A follow up on overseas love…

I’m glad that my last blog entry (The boyfriend or girlfriend left behind…) has stoked some strong opinions, and as promised, it’s a subject I will often return to—including the situation where couples form overseas.

But I wanted to clarify my thoughts since I didn’t mean to diminish the concept of love, or imply that faithfulness is boring. I was simply speaking about some common scenarios from personal experience and observations on this subject. And because long distance relationships are more and more commonplace, there are many facets to be explored that I couldn’t address in the format of a single blog entry, so I’ll try to address them one at a time.

What I did want to state is that love itself is simply not enough to bridge the time and distance. It takes sacrifice, faith, trust, patience, and an embracement of solitude. In a sense there’s a beauty to making that commitment, a certain romanticism, the pursuit of an ideal and a triumph over hardship—if it works out. But most often it doesn’t, or it doesn’t need to. In part I was writing that blog to myself when I was 24 years old and in the midst of a 4 year long distance relationship. I had all the faith, a passport full of stamps, boxes full of letters, thousands of emails, daily purchases of long-distance phone cards, and dreams of conquering the distance with pure love. I was writing for a couple that I know who have been in a very long relationship, several years of which were long distance. Yes, it appears to have worked out for them, but then again she has never told him that she slept with someone (not me!) the last night before returning home after a year abroad. I’m pretty sure he wouldn’t want to know anyway, but it does change that ideal of trusting pure love.

Perhaps the most powerful lesson is for those that endure the semester or year apart. It’s to understand that an overseas experience changes an individual in unpredictable ways, and often this makes reinitiating a relationship difficult. Humans are prone to resentfulness and jealousy, and it takes an enormous amount of trust and work to make it endure. I would say that this is the true danger of a long-distance relationship—to think that you can simply resume the relationship you had before as the individuals you were before.

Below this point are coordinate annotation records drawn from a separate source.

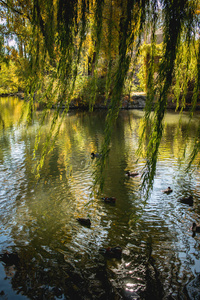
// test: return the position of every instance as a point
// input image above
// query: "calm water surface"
(38, 217)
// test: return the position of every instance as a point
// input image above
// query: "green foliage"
(63, 41)
(8, 80)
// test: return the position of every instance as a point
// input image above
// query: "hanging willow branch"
(64, 34)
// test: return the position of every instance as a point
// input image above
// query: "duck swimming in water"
(132, 174)
(93, 155)
(109, 199)
(195, 229)
(168, 191)
(83, 221)
(187, 200)
(112, 252)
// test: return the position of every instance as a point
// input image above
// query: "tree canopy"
(60, 42)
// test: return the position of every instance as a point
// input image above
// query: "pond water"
(38, 217)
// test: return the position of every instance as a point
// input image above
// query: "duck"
(112, 252)
(132, 174)
(10, 258)
(195, 229)
(109, 199)
(168, 191)
(187, 200)
(84, 221)
(93, 155)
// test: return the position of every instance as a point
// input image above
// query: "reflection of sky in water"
(46, 211)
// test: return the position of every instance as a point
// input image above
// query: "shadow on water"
(47, 254)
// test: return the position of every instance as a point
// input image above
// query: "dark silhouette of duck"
(84, 221)
(168, 191)
(187, 200)
(132, 174)
(111, 252)
(93, 155)
(195, 229)
(111, 200)
(10, 258)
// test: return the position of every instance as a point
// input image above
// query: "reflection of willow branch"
(2, 121)
(196, 149)
(51, 137)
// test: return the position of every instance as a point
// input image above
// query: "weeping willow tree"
(62, 34)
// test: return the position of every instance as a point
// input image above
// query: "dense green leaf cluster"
(65, 35)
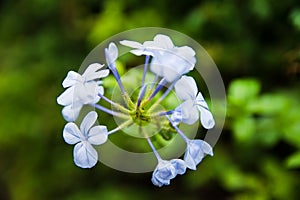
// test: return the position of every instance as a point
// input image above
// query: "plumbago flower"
(168, 63)
(85, 156)
(167, 170)
(194, 103)
(81, 89)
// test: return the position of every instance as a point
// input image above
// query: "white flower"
(111, 53)
(169, 61)
(85, 156)
(81, 89)
(186, 90)
(167, 170)
(195, 152)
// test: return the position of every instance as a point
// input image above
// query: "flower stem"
(186, 139)
(158, 88)
(153, 149)
(108, 111)
(162, 97)
(120, 127)
(145, 69)
(116, 105)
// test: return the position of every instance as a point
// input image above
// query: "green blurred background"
(255, 44)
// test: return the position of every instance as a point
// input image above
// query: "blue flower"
(85, 156)
(169, 61)
(81, 89)
(195, 152)
(167, 170)
(193, 105)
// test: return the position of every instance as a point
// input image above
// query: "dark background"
(255, 45)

There is the ideal, and there is reality, and what I’ve learned over the years is that the long-distance relationships that work best are the ones where the boyfriend or girlfriend left behind lets the person go without any strings attached or guarantees. If it’s meant to be, it’s meant to be. You are free to see other people, you are open with each other, and if you choose to be faithful or not is less important than having the choice. Living in a foreign country for a semester or year as a student is a once-in-a-lifetime opportunity. You will never have the same freedom living overseas that you have as a student—never. Take everything this experience can offer, and if you are in a relationship, consider why you chose to do this, what you want to get out if it. It can be the greatest experience of your life, but remember that the person back home cannot share it with you, or be there with you. You are on your own, leaving your closest loved ones behind, so cherish your freedom, embrace it and make the most it.

Noah Kuchins
noahk@sfsu.edu

Noah is the faculty advisor for the IEEC.